# 在 Genesis 和 gstaichi 中测量性能

## 测量 gstaichi 内核执行时间，并检查启动延迟

将 pytorch profiler 添加到代码中，例如：

```python
    schedule=torch.profiler.schedule(
        wait=80,
        warmup=3,
        active=1,
        repeat=1
    )
    with torch.profiler.profile(
        activities=[ProfilerActivity.CPU, ProfilerActivity.CUDA],
        schedule=schedule,
        record_shapes=False,
        profile_memory=False,
        with_stack=True,
        with_flops=False,
    ) as profiler:
        for _ in range(steps):
            profiler.step()
    # 注意这必须在上下文管理器之外
    profiler.export_chrome_trace("trace.json")
```
- 在要分析的代码中，定期调用 `profiler.step()`
- 运行后，在 http://ui.perfetto.dev/ 中打开 trace

**注意：**

- pytorch profiler 可以用于 CPU 和 GPU，即使程序中完全没有使用 torch
- 您需要调用足够多次的 profiler.step() 以匹配您在 wait/warmup/active 中设置的值
- 通常您想要：
    - `wait` 足够长以跳过您不想查看的任何初始步骤
    - `warmup` 不确定是否需要非零，但我设为 3，以防万一
    - `active` ⇒ 1 通常足够，会减少使用的内存。如果需要，您可以尝试更大的值
    - `repeat` 通常应为 1：运行步骤序列一次，然后停止分析
    - 参见官方文档 [PyTorch profiler schedule documentation](https://docs.pytorch.org/docs/stable/profiler.html#torch.profiler.schedule)
- 对于 cpu 代码，pyspy 和 pytorch profiler 都会给出层次化的火焰图样式视图
    - 但是，step() 的 'wait' 功能意味着您将跳过开始时您不感兴趣的所有初始化内容，而 'active' 功能意味着您将获得一致的时间
    - 此外，pytorch profiler 显示实际调用序列，而不是统计采样分布（我认为）
- 对于 gpu 代码，您不会直接获得任何层次结构
    - 但是，您可以非常精确地获得每个内核启动时间和持续时间
    - 您可以清楚地看到任何非隐藏的内核启动开销，它可见为每个内核之间的白色间隙
    - 如果您确实想要看到与 python 端层次视图对齐的 gpu 内核，这有助于理解 gpu 内核与什么相关，您可以修改代码以在每一步之前调用 `sync()`
        - 这会增加一些延迟（例如 2 倍慢）
        - 但意味着您可以信任 python 层次视图和 gpu 内核视图之间的对齐

例如：
```bash
# 在物理步骤后步进分析器
if self.profiler is not None:
    ti.sync()  # 确保所有 Taichi GPU 操作在分析前完成
    self.profiler.step()
```

## 在 gstaichi 内核内部

Torch profiler 记录在 CUDA 内核中花费的时间，而不是 gstaichi 内核。这已经比仅使用 CPU profiler（例如 pyspy）+ sync 更深入一层。
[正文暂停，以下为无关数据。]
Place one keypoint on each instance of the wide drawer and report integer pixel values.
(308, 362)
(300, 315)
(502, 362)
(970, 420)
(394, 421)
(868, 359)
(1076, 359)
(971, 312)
但如果您想更深入，并在每个 GPU 线程（实际上是块）上分析单个 GPU 内核内的代码块，您可以使用 clock_counter。

首先，创建一个枚举，包含您想要测量的内容，例如：

```bash
from enum import IntEnum

class Time(IntEnum):
    LineSearch = 1
    Step2 = 2
    UpdateConstraint = 3
    HessianIncremental = 4
    UpdateGradient = 5
    StepLast = 6
```

传入一个 ti.64 的张量，例如 timers。然后，在内核内部，执行如下操作：

```bash
@ti.kernel
def k1(... previous args, times: ti.types.NDArray[ti.i64, 1]:
	start = ti.clock_counter()
	linesearch()
	end = ti.clock_counter()
  if i_b == 0:
      times[Time.LineSearch, it] = end - start
  start = end
  
  step2()
	end = ti.clock_counter()
  if i_b == 0:
      times[Time.Step2, it] = end - start
  start = end
    
  update_constraint()
	end = ti.clock_counter()
  if i_b == 0:
      times[Time.UpdateConstraint, it] = end - start
  start = end
```

有关处理结果的示例，请参见 [genesis/examples/speed_benchmark/timers.py](genesis/examples/speed_benchmark/timers.py)。